The Birdcage is more than just a comedy. It was the first time your parents went to the movies and saw a pretty genuine love story about two homosexuals. Granted it was wrapped in another film altogether that your parents could thoroughly enjoy, but it doesn't pull any punches with its characters. It doesn't give you time to ease into their relationship, it just drops you in the middle of a long-time homosexual relationship and expects you to be okay with it. That's a pretty revolutionary thing when you think about it in the context of when this film came out. Shit, 16 years after this film came out, we still live in some pretty intolerant times.
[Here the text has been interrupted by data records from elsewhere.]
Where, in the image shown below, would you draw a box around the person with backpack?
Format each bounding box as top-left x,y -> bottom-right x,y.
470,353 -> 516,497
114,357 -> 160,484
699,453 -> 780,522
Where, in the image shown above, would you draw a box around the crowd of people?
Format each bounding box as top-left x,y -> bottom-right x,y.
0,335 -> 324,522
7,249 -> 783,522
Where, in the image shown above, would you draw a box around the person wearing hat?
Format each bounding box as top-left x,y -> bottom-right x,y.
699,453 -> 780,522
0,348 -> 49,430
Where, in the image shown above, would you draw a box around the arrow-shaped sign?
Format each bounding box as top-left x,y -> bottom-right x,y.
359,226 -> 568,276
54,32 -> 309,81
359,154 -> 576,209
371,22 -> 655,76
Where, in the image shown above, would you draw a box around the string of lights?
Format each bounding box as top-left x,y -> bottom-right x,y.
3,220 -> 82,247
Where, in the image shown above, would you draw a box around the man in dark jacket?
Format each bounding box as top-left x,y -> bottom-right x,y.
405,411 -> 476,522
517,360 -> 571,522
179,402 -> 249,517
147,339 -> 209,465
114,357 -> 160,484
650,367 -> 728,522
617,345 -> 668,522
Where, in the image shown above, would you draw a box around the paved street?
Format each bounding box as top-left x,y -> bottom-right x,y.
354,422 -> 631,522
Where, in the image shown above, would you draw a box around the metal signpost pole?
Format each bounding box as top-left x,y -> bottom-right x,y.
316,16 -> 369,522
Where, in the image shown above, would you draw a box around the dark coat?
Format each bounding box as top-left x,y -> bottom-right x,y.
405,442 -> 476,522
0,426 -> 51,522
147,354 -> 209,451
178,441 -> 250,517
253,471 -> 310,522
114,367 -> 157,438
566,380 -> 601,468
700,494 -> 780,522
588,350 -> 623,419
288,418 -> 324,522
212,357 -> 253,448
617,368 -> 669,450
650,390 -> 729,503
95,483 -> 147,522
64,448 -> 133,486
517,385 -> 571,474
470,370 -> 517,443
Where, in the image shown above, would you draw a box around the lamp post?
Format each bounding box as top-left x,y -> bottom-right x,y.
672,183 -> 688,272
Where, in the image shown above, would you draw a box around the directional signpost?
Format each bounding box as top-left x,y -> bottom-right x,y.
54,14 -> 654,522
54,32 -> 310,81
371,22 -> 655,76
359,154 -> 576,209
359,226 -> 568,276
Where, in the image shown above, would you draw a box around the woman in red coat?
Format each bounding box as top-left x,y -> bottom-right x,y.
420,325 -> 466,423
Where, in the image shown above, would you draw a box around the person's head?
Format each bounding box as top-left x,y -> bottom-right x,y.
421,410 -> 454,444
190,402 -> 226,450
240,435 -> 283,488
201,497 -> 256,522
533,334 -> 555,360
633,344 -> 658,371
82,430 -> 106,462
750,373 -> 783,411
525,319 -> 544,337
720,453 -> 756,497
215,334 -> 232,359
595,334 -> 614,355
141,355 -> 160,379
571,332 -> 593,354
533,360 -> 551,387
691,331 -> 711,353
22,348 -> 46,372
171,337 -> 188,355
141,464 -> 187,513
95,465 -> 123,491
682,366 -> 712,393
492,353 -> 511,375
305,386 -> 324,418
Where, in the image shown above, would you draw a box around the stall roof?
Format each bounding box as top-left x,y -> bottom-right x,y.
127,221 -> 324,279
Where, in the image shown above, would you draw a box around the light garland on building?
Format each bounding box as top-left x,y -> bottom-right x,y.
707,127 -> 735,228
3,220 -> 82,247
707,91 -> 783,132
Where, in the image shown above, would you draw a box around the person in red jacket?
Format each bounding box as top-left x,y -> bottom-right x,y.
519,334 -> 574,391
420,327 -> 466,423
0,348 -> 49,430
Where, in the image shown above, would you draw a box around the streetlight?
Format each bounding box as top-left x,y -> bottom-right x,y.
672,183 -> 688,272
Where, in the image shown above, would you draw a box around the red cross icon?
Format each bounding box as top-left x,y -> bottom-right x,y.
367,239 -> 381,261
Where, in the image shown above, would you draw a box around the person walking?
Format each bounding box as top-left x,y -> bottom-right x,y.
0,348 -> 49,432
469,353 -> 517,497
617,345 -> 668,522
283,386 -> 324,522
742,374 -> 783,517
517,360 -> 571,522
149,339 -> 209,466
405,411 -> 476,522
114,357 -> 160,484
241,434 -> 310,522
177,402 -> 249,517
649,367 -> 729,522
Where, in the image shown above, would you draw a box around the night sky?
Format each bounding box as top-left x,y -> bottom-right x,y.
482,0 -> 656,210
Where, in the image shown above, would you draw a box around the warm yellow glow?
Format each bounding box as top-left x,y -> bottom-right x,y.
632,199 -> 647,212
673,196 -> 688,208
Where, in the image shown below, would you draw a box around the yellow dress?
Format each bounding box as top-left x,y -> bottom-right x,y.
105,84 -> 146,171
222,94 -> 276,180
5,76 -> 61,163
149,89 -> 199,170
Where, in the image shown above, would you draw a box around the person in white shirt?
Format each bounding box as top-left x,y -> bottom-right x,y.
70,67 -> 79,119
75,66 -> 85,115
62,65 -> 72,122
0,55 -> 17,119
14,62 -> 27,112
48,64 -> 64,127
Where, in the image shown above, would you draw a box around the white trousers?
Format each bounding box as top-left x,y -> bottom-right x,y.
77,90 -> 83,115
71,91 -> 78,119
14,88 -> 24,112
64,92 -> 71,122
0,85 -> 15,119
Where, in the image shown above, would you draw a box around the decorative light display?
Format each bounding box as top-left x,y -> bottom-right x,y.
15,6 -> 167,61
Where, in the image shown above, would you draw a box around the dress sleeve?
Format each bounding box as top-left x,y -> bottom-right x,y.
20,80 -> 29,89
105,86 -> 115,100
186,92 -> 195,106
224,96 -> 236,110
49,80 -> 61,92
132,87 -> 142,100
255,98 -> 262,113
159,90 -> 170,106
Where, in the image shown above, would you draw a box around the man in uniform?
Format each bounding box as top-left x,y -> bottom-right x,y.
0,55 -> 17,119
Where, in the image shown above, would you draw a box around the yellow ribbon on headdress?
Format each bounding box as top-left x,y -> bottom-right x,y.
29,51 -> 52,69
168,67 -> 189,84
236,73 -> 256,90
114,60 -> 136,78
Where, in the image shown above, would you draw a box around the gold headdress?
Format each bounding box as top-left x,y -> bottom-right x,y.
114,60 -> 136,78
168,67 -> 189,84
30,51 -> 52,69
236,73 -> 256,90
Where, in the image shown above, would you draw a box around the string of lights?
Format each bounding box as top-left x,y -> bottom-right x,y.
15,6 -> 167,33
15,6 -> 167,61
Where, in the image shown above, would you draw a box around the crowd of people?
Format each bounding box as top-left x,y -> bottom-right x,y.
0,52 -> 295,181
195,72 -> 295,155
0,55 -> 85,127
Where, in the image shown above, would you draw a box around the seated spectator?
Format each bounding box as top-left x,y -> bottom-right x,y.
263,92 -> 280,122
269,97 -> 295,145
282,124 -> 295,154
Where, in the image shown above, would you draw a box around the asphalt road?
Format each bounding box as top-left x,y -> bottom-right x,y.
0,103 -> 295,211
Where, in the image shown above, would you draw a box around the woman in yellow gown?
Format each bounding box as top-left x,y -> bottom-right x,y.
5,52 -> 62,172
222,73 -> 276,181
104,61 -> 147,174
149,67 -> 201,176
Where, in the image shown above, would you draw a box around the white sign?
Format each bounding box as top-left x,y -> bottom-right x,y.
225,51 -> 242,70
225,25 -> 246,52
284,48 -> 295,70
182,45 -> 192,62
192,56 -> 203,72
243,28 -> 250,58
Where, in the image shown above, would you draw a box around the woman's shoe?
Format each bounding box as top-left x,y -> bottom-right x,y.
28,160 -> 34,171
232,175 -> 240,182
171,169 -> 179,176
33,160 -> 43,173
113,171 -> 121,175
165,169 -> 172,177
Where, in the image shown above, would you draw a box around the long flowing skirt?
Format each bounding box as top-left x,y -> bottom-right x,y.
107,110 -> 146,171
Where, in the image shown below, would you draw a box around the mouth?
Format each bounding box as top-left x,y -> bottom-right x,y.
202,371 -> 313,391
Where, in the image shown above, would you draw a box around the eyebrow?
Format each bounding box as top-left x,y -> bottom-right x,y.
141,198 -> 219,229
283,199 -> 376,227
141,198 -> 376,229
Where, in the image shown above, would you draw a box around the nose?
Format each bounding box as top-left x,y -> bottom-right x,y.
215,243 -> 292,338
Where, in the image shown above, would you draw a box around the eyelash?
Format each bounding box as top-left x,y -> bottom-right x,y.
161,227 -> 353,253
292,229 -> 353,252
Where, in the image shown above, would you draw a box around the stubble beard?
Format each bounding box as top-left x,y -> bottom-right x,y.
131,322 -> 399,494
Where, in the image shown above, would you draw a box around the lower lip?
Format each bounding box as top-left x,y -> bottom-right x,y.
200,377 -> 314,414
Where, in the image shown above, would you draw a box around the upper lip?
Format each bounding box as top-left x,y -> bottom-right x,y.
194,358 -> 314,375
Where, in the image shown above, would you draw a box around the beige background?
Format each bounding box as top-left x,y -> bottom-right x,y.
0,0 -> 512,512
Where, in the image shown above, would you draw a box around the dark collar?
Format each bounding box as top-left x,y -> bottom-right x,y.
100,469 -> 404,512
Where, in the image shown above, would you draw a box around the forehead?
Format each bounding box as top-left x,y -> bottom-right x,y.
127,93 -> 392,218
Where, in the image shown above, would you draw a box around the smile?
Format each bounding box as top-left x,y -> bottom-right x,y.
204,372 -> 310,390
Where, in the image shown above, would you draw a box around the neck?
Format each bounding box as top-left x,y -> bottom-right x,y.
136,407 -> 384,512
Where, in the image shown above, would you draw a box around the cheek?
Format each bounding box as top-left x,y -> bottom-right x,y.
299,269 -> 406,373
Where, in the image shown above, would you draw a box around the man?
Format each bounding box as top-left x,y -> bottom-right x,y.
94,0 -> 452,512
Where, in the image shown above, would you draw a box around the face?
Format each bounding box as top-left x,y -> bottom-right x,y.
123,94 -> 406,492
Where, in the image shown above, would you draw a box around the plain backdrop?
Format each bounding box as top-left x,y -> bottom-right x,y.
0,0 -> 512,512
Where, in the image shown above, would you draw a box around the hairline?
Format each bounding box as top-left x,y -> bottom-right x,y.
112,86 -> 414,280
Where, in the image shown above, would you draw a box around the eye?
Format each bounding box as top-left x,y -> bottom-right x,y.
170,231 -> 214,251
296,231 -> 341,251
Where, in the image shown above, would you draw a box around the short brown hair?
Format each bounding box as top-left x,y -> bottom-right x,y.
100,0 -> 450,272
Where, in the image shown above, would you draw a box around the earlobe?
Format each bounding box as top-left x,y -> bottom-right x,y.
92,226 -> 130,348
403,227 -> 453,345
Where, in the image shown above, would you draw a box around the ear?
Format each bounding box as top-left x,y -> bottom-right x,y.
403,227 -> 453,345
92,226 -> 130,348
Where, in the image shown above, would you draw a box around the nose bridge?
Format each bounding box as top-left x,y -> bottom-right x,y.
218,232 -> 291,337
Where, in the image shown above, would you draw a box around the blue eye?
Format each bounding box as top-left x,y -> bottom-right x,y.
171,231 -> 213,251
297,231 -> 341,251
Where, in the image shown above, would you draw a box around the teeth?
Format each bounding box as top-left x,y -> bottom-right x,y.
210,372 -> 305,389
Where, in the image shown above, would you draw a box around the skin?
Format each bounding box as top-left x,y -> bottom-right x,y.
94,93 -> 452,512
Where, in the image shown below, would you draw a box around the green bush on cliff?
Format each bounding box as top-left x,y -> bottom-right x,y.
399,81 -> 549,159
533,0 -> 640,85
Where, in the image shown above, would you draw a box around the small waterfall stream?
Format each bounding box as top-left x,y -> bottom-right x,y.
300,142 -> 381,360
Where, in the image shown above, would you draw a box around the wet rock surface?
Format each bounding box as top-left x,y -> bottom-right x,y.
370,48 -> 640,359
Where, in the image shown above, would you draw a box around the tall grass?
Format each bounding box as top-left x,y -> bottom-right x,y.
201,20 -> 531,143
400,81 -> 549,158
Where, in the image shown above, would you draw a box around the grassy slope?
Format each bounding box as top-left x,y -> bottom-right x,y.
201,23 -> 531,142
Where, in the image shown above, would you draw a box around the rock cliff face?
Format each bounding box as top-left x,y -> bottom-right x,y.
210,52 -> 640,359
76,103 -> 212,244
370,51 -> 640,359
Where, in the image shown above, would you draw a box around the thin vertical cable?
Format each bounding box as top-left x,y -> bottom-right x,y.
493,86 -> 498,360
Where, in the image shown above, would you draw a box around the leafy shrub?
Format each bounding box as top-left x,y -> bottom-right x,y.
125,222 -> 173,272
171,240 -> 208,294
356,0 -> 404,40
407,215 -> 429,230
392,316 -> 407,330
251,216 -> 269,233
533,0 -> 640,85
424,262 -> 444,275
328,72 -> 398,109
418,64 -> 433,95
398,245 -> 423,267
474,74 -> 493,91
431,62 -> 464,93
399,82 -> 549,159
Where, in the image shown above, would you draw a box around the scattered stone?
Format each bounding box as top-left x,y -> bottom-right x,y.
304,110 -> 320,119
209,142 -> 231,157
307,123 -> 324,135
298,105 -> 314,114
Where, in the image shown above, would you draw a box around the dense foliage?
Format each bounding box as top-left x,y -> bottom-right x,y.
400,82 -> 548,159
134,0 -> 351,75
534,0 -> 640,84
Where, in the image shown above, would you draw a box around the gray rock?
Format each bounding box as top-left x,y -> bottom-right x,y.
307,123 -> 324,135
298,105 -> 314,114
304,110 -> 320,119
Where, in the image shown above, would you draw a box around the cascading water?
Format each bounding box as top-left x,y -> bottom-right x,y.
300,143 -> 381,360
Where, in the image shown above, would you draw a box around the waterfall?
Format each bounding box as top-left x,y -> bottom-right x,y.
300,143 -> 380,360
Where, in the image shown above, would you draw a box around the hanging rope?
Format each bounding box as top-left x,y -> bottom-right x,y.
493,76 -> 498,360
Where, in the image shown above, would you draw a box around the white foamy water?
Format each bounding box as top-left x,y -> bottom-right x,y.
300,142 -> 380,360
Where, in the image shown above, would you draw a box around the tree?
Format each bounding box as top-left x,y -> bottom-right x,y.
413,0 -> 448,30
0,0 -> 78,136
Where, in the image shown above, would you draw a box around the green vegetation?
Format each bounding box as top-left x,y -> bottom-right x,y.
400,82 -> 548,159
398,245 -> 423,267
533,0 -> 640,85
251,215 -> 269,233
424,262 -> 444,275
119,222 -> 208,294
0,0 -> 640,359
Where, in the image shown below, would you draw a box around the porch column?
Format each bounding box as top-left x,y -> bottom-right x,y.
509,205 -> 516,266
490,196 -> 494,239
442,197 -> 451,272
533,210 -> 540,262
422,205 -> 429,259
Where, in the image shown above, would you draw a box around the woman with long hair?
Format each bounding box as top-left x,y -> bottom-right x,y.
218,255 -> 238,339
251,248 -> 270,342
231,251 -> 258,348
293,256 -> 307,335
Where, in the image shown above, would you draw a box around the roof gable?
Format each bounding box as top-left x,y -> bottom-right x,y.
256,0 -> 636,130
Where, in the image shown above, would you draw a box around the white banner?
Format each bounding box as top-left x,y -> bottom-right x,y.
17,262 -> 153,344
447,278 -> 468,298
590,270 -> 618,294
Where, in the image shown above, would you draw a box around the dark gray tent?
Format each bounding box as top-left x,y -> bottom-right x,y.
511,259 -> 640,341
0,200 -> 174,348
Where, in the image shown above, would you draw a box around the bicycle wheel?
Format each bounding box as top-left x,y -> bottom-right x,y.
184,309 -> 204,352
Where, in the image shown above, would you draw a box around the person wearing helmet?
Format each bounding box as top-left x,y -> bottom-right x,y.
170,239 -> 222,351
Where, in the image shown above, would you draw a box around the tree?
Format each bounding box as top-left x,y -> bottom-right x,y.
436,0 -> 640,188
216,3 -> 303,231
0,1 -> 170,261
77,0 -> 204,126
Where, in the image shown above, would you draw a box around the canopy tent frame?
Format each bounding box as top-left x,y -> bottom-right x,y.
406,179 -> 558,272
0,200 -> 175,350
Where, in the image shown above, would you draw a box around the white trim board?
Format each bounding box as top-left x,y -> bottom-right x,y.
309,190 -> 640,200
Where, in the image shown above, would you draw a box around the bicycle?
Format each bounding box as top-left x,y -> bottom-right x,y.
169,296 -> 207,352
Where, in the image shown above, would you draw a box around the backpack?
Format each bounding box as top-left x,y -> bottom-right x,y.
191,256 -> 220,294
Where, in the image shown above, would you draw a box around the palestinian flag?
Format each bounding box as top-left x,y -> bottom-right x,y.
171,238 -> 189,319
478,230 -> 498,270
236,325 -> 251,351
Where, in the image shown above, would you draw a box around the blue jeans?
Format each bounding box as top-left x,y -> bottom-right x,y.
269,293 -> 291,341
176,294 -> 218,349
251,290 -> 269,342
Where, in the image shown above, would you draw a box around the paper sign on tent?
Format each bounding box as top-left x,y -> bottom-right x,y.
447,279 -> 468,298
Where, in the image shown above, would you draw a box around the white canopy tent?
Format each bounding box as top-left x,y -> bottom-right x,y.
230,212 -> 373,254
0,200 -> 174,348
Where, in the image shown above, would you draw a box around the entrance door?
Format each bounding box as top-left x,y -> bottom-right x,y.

Enough about that, though. Why does The Birdcage stand the test of time? Because it's an hysterically funny character driven comedy. Yes, the situations are funny, but all of the laughs come from the characters. Robin Williams is revelatory as the relative straight man (no pun intended). He is an actor that can truly shine when he cedes the spotlight and volleys. He's an unbelievably effective actor when he doesn't try so god-damned hard and it just makes most of his other work so maddening as a result. Hackman is wonderful as well in the true straight man role & Wiest makes the most of a sadly underwritten part.
The stars of the show however are Lane & Azaria. Lane is fantastic, effusing his character with enough empathy to sink a ship, but making it so worthwhile. You genuinely feel for him when Val is trying to push him away & hide him, and it makes his efforts to help even more sad & funny at the same time. Azaria is also great in a small but memorable role. He just about steals every scene he's in, often without even trying. He's used perfectly in small doses, just the right amount.
Overall, The Birdcage works because it's lots of great people coming together and bringing their A game. It's full of talent in front of and behind the camera (it was shot by Emmanuel Lubezki, who has shot Terrence Malick's last three films). So often I get consumed with talented people coming together to produce a thorough mediocrity, so it's only fair that I sing the praises of talented people coming together to make something great. And The Birdcage is nothing short of a great film.